An Arduous Experience; a Trial of Endurance

It was fine and sunny when Anne, Tatane and I set off from St Vaast to drive across the Cotentin to set up a coastal walk.  We dropped Tatane’s car at Anse des Moulinets which is due south of Jobourg.  Anne then drove north to drop Tatane and me at Goury (a port famous for the number of sea rescues carried out here) on Cap de La Hague.


Our walking route would then take us due south to Nez de Jobourg before we would turn east to walk what I deduced to be the final third of our course.

Blog-FlowersAndGoury Blog-LookingToGoury

As we set off the sun was shining and the temperature was rising.  We made our way along lanes to La Roche after which we left habitation and started to climb along the cliff path.  The close map contours which run along the coast foretell the nature of the walk ahead.  With the heat rising I am now overheated and will remain so until the journey’s end which will be four and a half hours ahead.  The path rises and falls often and its surface is potentially unsteadying.  Thank goodness I have my walking pole.  Out in the sun I feel the heat on my face and luckily Tatane suggests that I wrap my scarf over my head and round my neck, to be held in place by my cap.  There is some relief when we get to Baie d’Ecalgrain but shortly after we reach a point where the path climbs unrelentingly to Nez de Voidries where there is a restaurant on the cliff top.  That long haul is a slog and I have to take frequent breaks.

Blog-CoastalPath2 Blog-CoastalPath1

Once on the headland, looking back you can see Baie d’Ecalgrain and this headland is separated by Anse de Senival from Nez de Jobourg – a listed bird sanctuary.  Surrounded by reefs, this long, rocky and barren promontory is the most impressive of those to be found along the cape of La Hague.  The terrain and aspect here are rugged and exposed.

We sit amongst the populace who have converged here, they, for the most part, having been served by the only road that brings vehicles to this headland.  The former Semaphore has been converted into a restaurant, Auberge des Grottes.  We sit and I drink some coffee from my flask and nibble a biscuit.  I am just too hot to eat although I later think that I should have done, to provide a few calories.
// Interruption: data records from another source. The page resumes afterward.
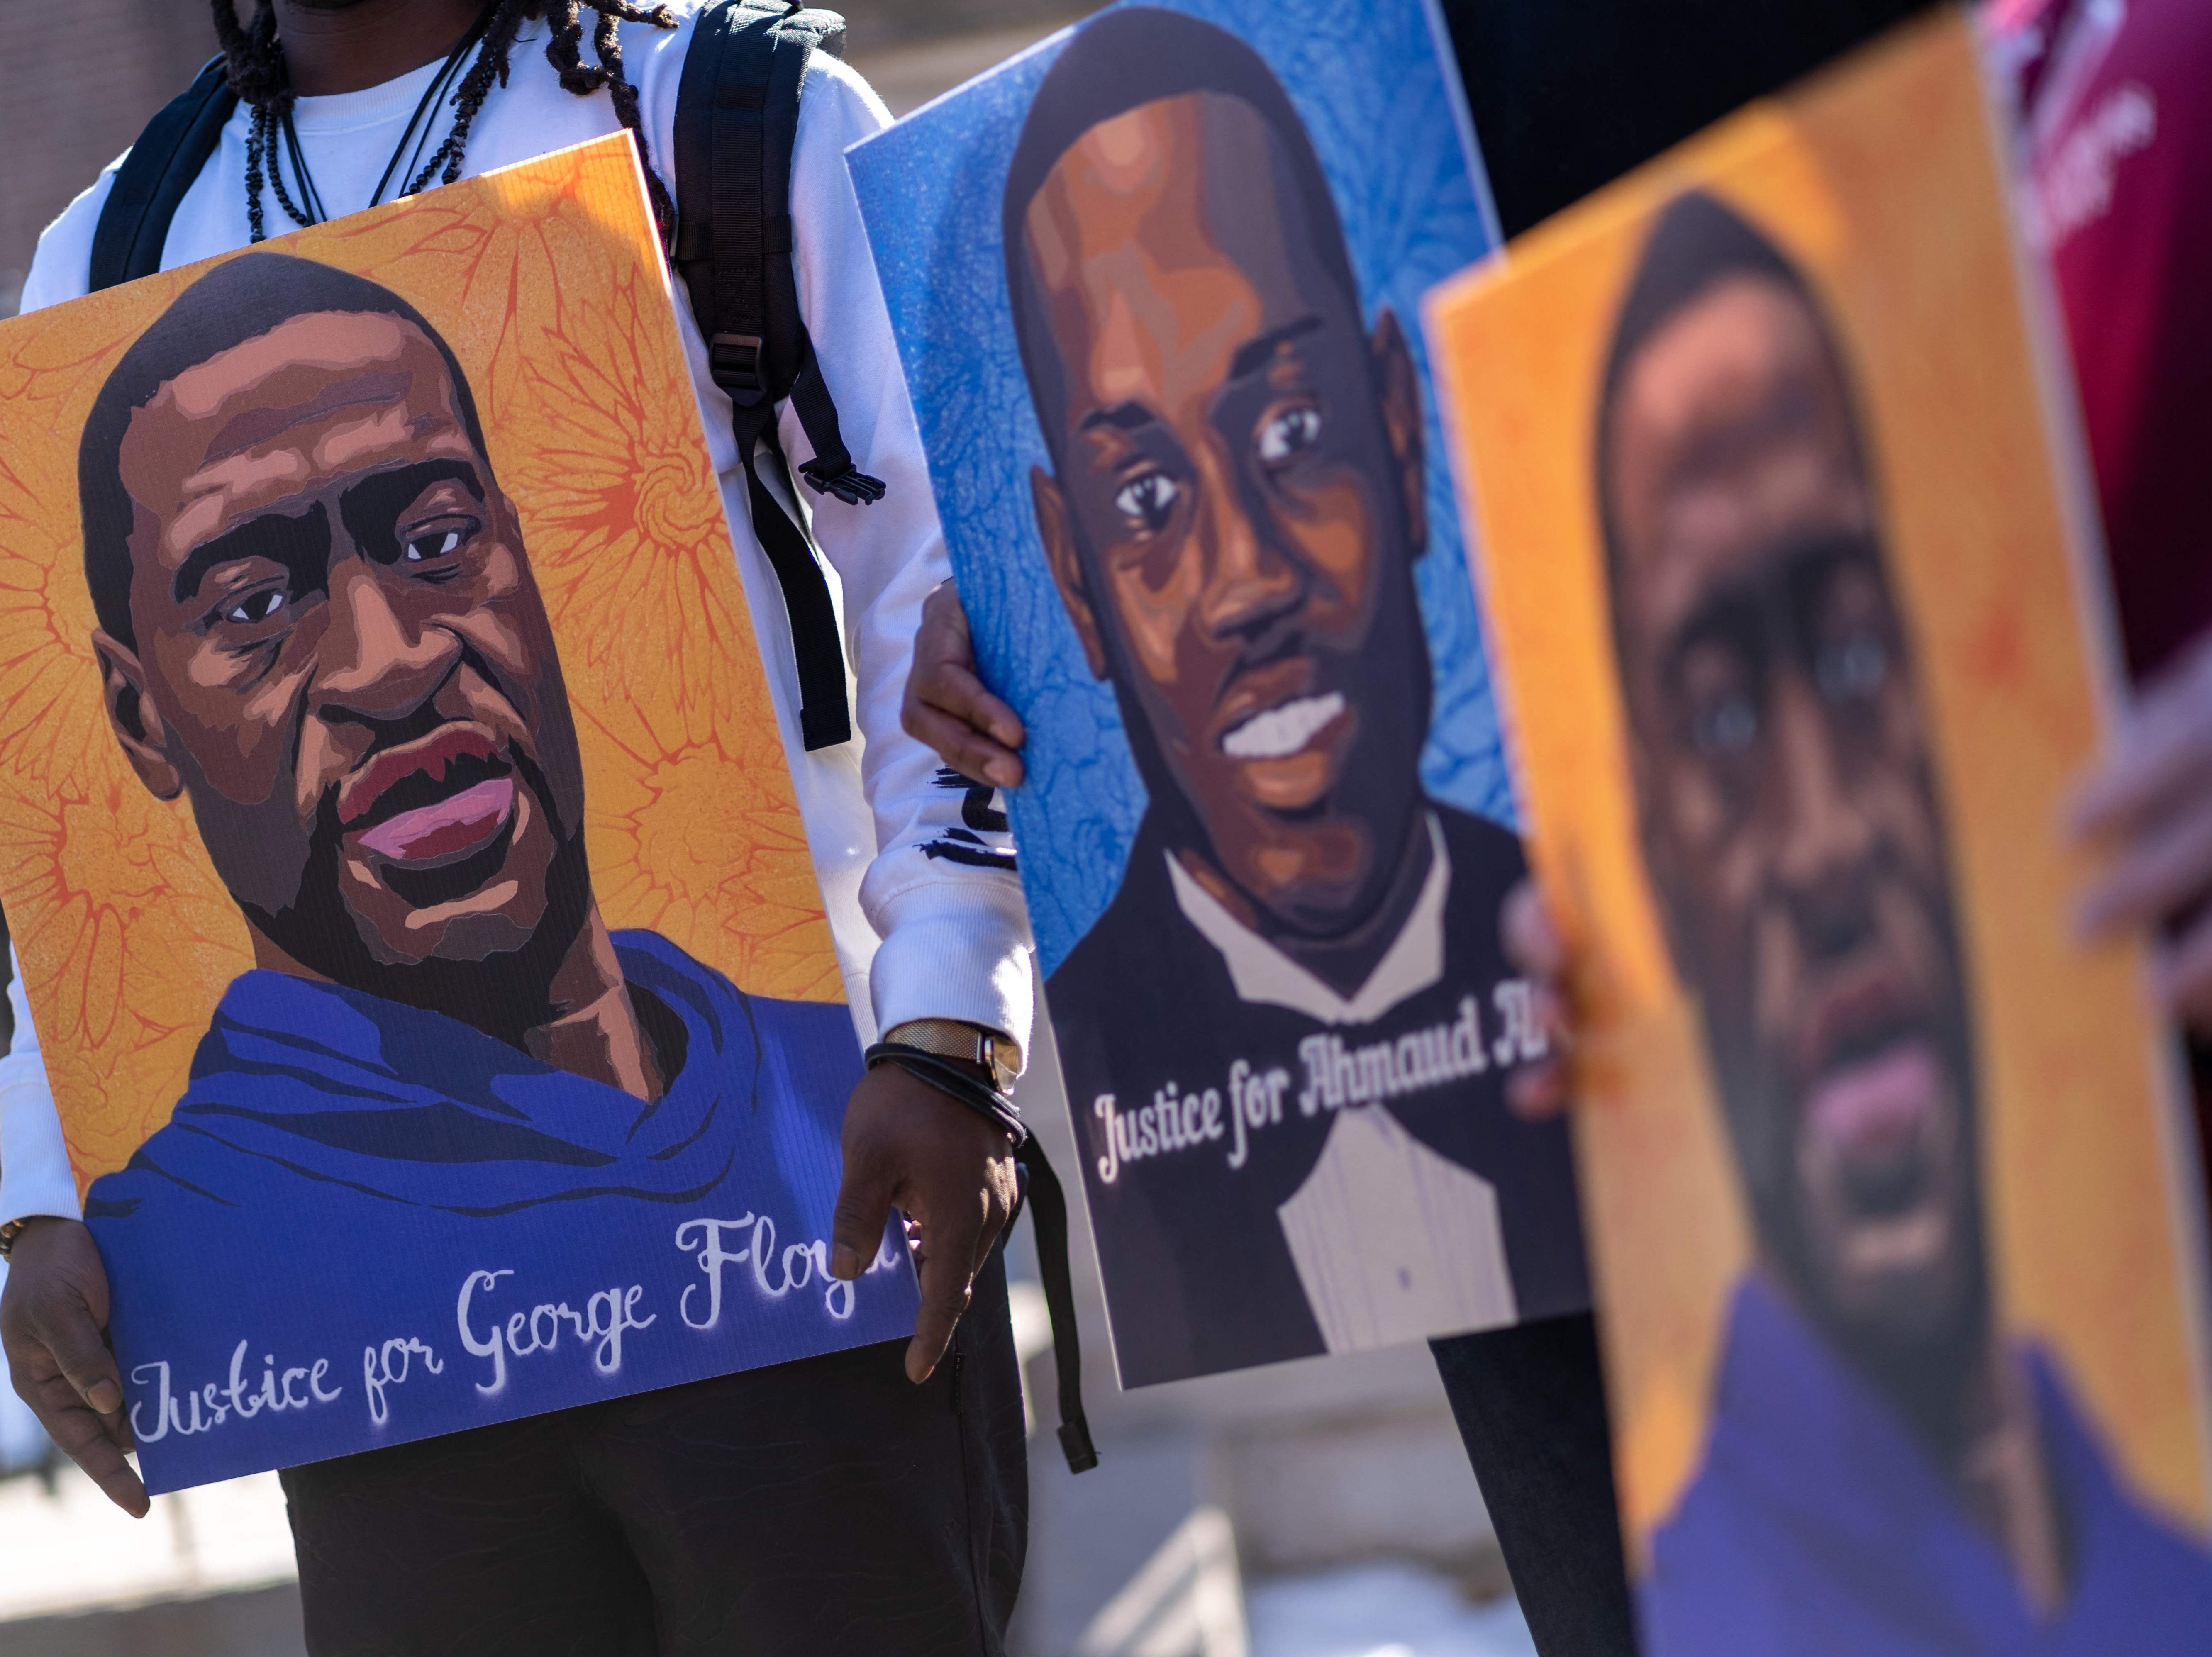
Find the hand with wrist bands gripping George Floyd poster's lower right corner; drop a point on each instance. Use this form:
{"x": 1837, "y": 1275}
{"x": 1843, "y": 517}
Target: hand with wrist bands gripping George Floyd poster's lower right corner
{"x": 950, "y": 1169}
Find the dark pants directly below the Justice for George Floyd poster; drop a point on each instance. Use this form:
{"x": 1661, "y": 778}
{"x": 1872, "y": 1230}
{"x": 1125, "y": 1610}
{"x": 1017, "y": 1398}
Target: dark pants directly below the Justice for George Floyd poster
{"x": 813, "y": 1508}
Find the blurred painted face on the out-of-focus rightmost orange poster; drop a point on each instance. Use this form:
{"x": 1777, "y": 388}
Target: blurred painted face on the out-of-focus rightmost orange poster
{"x": 1788, "y": 811}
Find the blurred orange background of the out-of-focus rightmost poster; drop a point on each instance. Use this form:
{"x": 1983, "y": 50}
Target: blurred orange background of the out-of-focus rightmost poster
{"x": 1881, "y": 180}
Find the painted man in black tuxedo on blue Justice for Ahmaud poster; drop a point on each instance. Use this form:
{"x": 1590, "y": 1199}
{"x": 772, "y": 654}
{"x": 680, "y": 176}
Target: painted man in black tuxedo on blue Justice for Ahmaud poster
{"x": 1286, "y": 1028}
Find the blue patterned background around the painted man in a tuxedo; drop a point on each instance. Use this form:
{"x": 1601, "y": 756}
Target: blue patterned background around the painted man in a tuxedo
{"x": 1386, "y": 118}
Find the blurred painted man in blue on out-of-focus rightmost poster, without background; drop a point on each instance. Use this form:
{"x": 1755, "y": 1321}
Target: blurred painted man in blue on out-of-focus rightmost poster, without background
{"x": 1795, "y": 837}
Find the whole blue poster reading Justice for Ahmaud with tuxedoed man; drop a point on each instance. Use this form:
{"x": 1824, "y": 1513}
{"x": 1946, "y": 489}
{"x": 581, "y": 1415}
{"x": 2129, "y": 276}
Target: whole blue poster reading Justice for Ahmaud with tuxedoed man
{"x": 1156, "y": 291}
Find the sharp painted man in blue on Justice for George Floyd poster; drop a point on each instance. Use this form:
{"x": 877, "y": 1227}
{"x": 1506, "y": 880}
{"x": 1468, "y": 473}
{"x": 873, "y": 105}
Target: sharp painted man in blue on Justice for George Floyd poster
{"x": 457, "y": 1145}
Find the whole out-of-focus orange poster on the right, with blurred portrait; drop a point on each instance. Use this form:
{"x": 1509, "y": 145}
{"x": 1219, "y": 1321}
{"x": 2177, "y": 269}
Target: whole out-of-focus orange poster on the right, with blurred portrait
{"x": 1799, "y": 629}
Moving on from the two Nez the footpath zigzags and constantly rises and falls, often steeply.  It is unforgiving and my overheated body has to rest at very short intervals.  Tatane is amazingly supportive, she keeps a steady pace and to my amazement when we come to a particularly steep bit of the path, she runs up it!  It is evident she is more resistant to the heat and she puts this down to years spent in Africa.


Arriving at Anse des Moulinets I rest by the gated slipway, at the foot of the flight of steps that will bring me to the parked car. Blog-JourneysEnd2

This eastward route has seemed to take forever and without relief and when I study the map later I see that the red path we followed is very wiggly and rather more so than the southern route to the two Nez.  More than once I have vowed never again……….. and what I mean is I will never willingly undertake such an exacting walk in blazing sunshine.  Sitting in the car I eat my sandwiches and it is not long into our homeward drive that my body calms down and I begin to feel less like a very old lady.